Let’s face it. As CIOs, you are a desirable target for vendors of all stripes. Sell the C-level executive and you’ve made it. But how should vendors sell to you? What steps should they take and what advice would you give them?
Good perspective on this issue comes via ITAfrica.com. In a blog post promoting an upcoming seminar called, “Selling to the CIO,” the site offers 7 tips. See if you agree with them.
The first advice revolves around understanding the CIOs challenges. This perspective seems to nail the biggest challenge a CIO faces: “At the end of the day, it is all about understanding that the modern day CIO wants to move up in the world of business. And he/she will only be interested in investing their time into something that will essentially meet this requirement.”
ITAfrica’s second bit of advice is vendors should meet face-to-face with prospective buyers. Consider this less than perfect advice. Most CIOs would probably like an initial pitch over the phone or via email. Then they can take the time to digest the message and set up an in-person meeting.
The next point seems obvious but it’s something most have experienced: vendors need to know what they are selling. Know the answers or how to get the answers quickly. CIOs are at the pinnacle of their professions. They don’t have time for salespeople not at the top of theirs.
Specialization is also another strong selling point. Successful vendors can’t be jack of all trades with knowledge a mile wide but an inch deep. They need to narrow their focus and make their knowledge deep.

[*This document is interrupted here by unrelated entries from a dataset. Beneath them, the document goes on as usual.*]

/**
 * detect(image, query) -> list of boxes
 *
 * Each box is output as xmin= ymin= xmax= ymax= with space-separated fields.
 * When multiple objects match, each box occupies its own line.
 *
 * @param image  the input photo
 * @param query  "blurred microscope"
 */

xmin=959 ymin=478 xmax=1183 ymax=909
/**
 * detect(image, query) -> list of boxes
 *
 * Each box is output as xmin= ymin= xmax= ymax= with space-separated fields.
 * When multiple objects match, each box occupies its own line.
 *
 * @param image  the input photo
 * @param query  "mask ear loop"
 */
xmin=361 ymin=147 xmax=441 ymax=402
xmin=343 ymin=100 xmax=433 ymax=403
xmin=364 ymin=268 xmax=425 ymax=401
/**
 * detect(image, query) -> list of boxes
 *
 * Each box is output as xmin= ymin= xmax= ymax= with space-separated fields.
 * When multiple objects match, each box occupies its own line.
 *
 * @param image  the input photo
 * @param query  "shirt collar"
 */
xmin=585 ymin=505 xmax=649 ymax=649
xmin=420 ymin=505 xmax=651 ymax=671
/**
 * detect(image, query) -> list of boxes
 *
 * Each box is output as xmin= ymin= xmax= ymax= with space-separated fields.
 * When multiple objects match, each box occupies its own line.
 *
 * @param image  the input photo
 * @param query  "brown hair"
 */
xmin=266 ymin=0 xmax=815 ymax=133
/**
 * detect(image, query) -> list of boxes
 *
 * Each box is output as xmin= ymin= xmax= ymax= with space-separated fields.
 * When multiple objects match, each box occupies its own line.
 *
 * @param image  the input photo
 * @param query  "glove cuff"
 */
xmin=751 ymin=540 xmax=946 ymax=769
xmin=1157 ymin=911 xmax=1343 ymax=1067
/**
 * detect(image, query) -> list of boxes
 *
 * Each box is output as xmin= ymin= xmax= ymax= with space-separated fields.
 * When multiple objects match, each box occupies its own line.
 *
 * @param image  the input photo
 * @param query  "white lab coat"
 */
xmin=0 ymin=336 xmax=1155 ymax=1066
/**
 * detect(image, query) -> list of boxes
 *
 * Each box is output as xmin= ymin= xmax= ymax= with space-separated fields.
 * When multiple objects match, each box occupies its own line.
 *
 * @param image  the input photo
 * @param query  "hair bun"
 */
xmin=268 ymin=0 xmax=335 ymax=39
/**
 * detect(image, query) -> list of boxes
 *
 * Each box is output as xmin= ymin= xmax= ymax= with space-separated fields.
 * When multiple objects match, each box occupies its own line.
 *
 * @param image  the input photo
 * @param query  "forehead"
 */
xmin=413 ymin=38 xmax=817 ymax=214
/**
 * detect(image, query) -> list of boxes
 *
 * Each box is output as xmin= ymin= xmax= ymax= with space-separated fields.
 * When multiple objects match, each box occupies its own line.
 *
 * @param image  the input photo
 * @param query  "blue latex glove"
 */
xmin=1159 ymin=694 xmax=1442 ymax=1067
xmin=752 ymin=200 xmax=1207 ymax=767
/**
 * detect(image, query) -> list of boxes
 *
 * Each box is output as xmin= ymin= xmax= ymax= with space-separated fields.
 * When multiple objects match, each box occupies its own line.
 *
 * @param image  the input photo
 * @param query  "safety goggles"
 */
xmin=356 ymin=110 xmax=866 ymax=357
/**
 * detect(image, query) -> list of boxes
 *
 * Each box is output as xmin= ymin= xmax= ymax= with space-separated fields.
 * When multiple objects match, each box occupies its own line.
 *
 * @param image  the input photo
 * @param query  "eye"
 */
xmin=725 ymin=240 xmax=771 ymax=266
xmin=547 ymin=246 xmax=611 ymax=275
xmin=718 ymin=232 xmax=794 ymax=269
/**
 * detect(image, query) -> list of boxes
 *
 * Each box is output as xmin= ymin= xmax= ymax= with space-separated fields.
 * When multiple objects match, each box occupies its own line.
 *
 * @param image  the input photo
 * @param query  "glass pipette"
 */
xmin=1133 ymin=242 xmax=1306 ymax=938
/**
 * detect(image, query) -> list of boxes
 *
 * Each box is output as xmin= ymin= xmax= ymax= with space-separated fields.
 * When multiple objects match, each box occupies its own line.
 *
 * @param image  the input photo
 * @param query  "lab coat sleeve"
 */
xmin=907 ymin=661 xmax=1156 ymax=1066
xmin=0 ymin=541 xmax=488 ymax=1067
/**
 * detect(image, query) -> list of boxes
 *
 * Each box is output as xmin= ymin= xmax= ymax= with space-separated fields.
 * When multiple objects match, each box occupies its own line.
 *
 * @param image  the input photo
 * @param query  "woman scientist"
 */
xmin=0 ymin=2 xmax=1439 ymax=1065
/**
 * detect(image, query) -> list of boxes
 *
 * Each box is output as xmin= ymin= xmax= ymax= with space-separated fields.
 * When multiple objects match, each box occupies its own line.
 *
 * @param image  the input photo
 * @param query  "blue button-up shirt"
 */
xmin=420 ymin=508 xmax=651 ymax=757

The following advice is along the same lines. Basically preparation is always key but so is this old chestnut of good customer service: always follow up. Good relationships are two-way streets. As ITAfrica advises, “Once you successfully sell to the CIO, you may think that the deal is signed and the commission is the bank; however, you still need to keep them as well as the client happy. Keeping both the client CIO and client happy is crucial when it comes to gaining a great reference.
“Remember, that in technology selling the vast majority of sales to CIOs are driven by reference accounts and referrals. Without positive references and referrals you will essentially be back in the position you started in, which is trying to figure out how to sell to the CIO once again.”
There is also some good home-grown advice. Peter Yared, CIO, CBS Interactive, wrote a guest column on the topic of selling to CIOs for the Wall Street Journal. He said, “A pitch, whether from a small startup or a multinational corporation, should always concisely state the following:
- Description: What the offering specifically does, how it’s different from competitors and how it can help a CIO. Ideally this includes some tangibles, such as screenshots or performance graphs.
- Validation: What stage the product is at and who else is using it.
- Process: How can the offering be purchased, what the typical on-ramp looks like, and how much it costs.”
He added, “The way to truly understand how and why an enterprise purchases technology is by gaining the ability to understand how IT departments at medium to large-size organizations work, how decision-making actually happens and how vendors can avoid getting in their own way.”
Here’s one final piece of advice that might be most valuable to an IT vendor. Hire people with IT experience. As Yared observes, “While IT vendors spend their time trying to sell to IT departments, they rarely have anyone on staff that has actually worked in an IT department. IT departments have a certain culture and the best way to sell to them is to understand how they work.”